By Bernie Woodall
DETROIT (Reuters) - Leaders of the United Auto Workers union scrambled Wednesday to salvage a proposed labor agreement with Ford Motor Co (F.N), warning rank-and-file members that a rejection of the deal could jeopardize investments that would sustain U.S. factory jobs.
With three-fourths of the national Ford union voted counted, 52 percent have rejected the proposed contract, Jimmy Settles, head of the UAW's Ford Department, said at UAW Local 600 in Dearborn, Michigan.
He and other UAW officials appealed to Ford workers still to vote to support the deal or risk losing some of the $9 billion in investments in U.S. factories that Ford has promised in the agreement.
"I seriously think that if we don’t ratify it, that (investment) would be in jeopardy,” Settles said. “And that’s job security. If they invest in plants, they don’t close plants.”
Voting extends through Friday night, including at Local 600, which has 8,500 of Ford's nearly 53,000 UAW members.
Final results will not be known until at least Friday night, with a UAW announcement due on Saturday, Settles said. The UAW needs a majority of votes for the contract to be ratified.
UAW leaders have clashed with the rank and file at all of the Detroit Big Three automakers.
A proposed four-year national contract for hourly workers at the U.S. operations of General Motors Co (GM.N) is in doubt because skilled trades workers have voted against it. UAW leaders are working with GM management to resolve the concerns of skilled trades workers, who repair factory equipment.
UAW President Dennis Williams needed two tries to win ratification of a four-year contract for hourly workers in the U.S. operations of Fiat Chrysler Automobiles NV (FCHA.MI)(FCAU.N).
After the first Fiat Chrysler contract was rejected, union leaders renegotiated a deal that put more money in members' paychecks, including a larger bonus for ratifying the agreement.
"WE GAVE UP THE FARM"
UAW leaders say the proposed agreement with Ford is the richest in history. But that hasn't stopped the rank and file from using social media to challenge them, saying the deal does not do enough to make up for pay and benefits that were sacrificed when Ford struggled to restructure during the last recession.
The automaker has enjoyed robust profits this year as sales of trucks and sport utility vehicles made in UAW factories have boomed.
UAW leaders are concerned they no longer have the leverage to demand higher wages, now that vehicles made in UAW factories account for less than one-half of U.S. auto sales.
“We were the reason that Ford stayed out of bankruptcy, and people did give up a lot,” said Bernie Ricke, president of Local 600. But Ricke said remaining competitive requires a "delicate balance," especially with the threat that automakers could shift jobs to Mexico.
"If you don’t have the investment, it doesn’t matter what you negotiate in wages," said Ricke.

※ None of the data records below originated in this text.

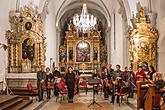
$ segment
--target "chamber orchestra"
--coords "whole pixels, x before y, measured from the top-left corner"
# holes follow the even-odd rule
[[[72,66],[68,67],[66,73],[61,73],[58,67],[54,67],[54,70],[51,72],[49,67],[45,69],[42,66],[41,70],[37,72],[39,101],[44,100],[43,93],[45,91],[47,99],[50,99],[53,95],[58,97],[61,91],[65,91],[68,102],[73,103],[74,96],[80,93],[82,87],[86,88],[87,93],[88,89],[90,89],[88,87],[93,86],[94,95],[103,94],[104,100],[110,99],[112,104],[121,103],[122,95],[125,95],[129,100],[129,98],[134,98],[136,93],[139,98],[137,99],[137,106],[140,109],[147,106],[147,104],[144,105],[142,103],[147,103],[148,92],[151,91],[150,85],[152,85],[155,86],[155,91],[159,91],[154,92],[159,94],[159,97],[155,96],[156,100],[162,99],[157,101],[159,103],[153,103],[153,107],[164,105],[165,83],[162,79],[162,74],[156,72],[153,66],[149,67],[148,72],[143,71],[142,66],[138,66],[136,72],[133,71],[132,67],[125,67],[124,71],[122,71],[120,65],[116,65],[115,69],[112,69],[111,66],[109,64],[101,70],[94,68],[89,78],[81,77],[83,73],[80,73],[79,70],[74,70]],[[95,83],[96,81],[97,83]],[[145,88],[145,92],[142,89],[144,87],[142,86],[143,84],[148,85]]]

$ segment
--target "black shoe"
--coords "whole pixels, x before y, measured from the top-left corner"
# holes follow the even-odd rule
[[[114,104],[114,101],[111,101],[111,103],[113,103],[113,104]]]

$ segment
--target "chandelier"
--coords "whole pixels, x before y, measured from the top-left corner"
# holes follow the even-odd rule
[[[88,33],[95,29],[96,17],[88,14],[87,5],[83,3],[81,15],[76,14],[73,17],[73,24],[82,33]]]
[[[87,48],[88,44],[85,41],[82,41],[81,43],[78,44],[79,48]]]

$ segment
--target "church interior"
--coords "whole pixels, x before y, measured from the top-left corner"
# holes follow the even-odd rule
[[[165,110],[164,0],[1,0],[0,110]]]

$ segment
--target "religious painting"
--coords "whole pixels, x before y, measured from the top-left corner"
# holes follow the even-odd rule
[[[31,62],[34,59],[34,41],[27,38],[22,43],[22,58],[29,59]]]
[[[90,62],[90,45],[86,41],[81,41],[76,47],[76,61]]]

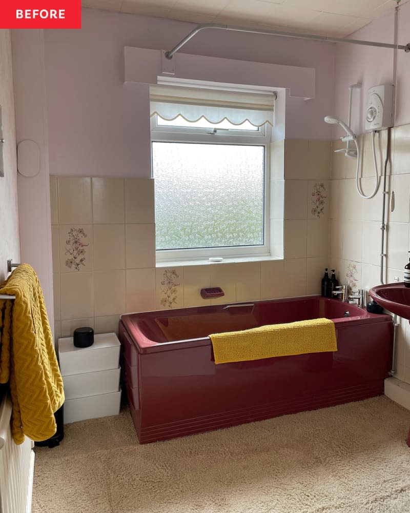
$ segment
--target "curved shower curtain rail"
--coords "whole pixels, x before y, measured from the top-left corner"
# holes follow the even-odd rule
[[[325,35],[316,35],[313,34],[299,34],[295,32],[279,32],[277,30],[263,30],[258,29],[248,29],[244,27],[236,27],[234,25],[221,25],[216,24],[203,24],[198,25],[186,36],[176,46],[165,52],[167,59],[172,59],[174,54],[181,48],[194,36],[205,29],[221,29],[223,30],[234,30],[236,32],[250,32],[253,34],[263,34],[266,35],[277,35],[285,37],[296,37],[299,39],[310,39],[316,41],[327,41],[330,43],[350,43],[353,45],[363,45],[365,46],[377,46],[382,48],[397,48],[410,52],[410,43],[407,45],[392,45],[387,43],[377,43],[375,41],[362,41],[357,39],[343,39],[342,37],[331,37]]]

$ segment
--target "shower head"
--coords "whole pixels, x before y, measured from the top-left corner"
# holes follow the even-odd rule
[[[347,126],[341,120],[339,120],[336,116],[326,116],[324,118],[324,122],[330,125],[340,125],[348,135],[350,135],[353,139],[356,139],[356,135],[350,127]]]

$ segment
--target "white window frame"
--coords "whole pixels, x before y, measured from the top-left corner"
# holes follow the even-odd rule
[[[151,119],[151,150],[152,143],[196,143],[197,144],[243,145],[263,146],[263,244],[257,246],[224,246],[217,248],[183,249],[156,249],[157,263],[208,260],[212,256],[232,258],[254,258],[270,256],[269,148],[271,128],[270,125],[256,130],[234,130],[223,129],[163,126],[157,123],[156,115]],[[151,170],[153,176],[152,151]]]

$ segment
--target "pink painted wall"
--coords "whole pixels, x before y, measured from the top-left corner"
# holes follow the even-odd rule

Scott Houldieson, vice president of Local 551 in Chicago, where workers voted Wednesday, said members who were rejecting the contract believed it did not make up for the sacrifices that helped save Ford.
"We basically gave up the farm," said Houldieson, pointing to a pay hike they gave up in 2006 and a cost-of-living raise not taken in 2009.
Kristin Dziczek, labor analyst at the Center for Automotive Research, said Ford is not likely to spend more money on a richer contract overall if the two sides return to the bargaining table.
Ford shares rose 1.7 percent to $14.40.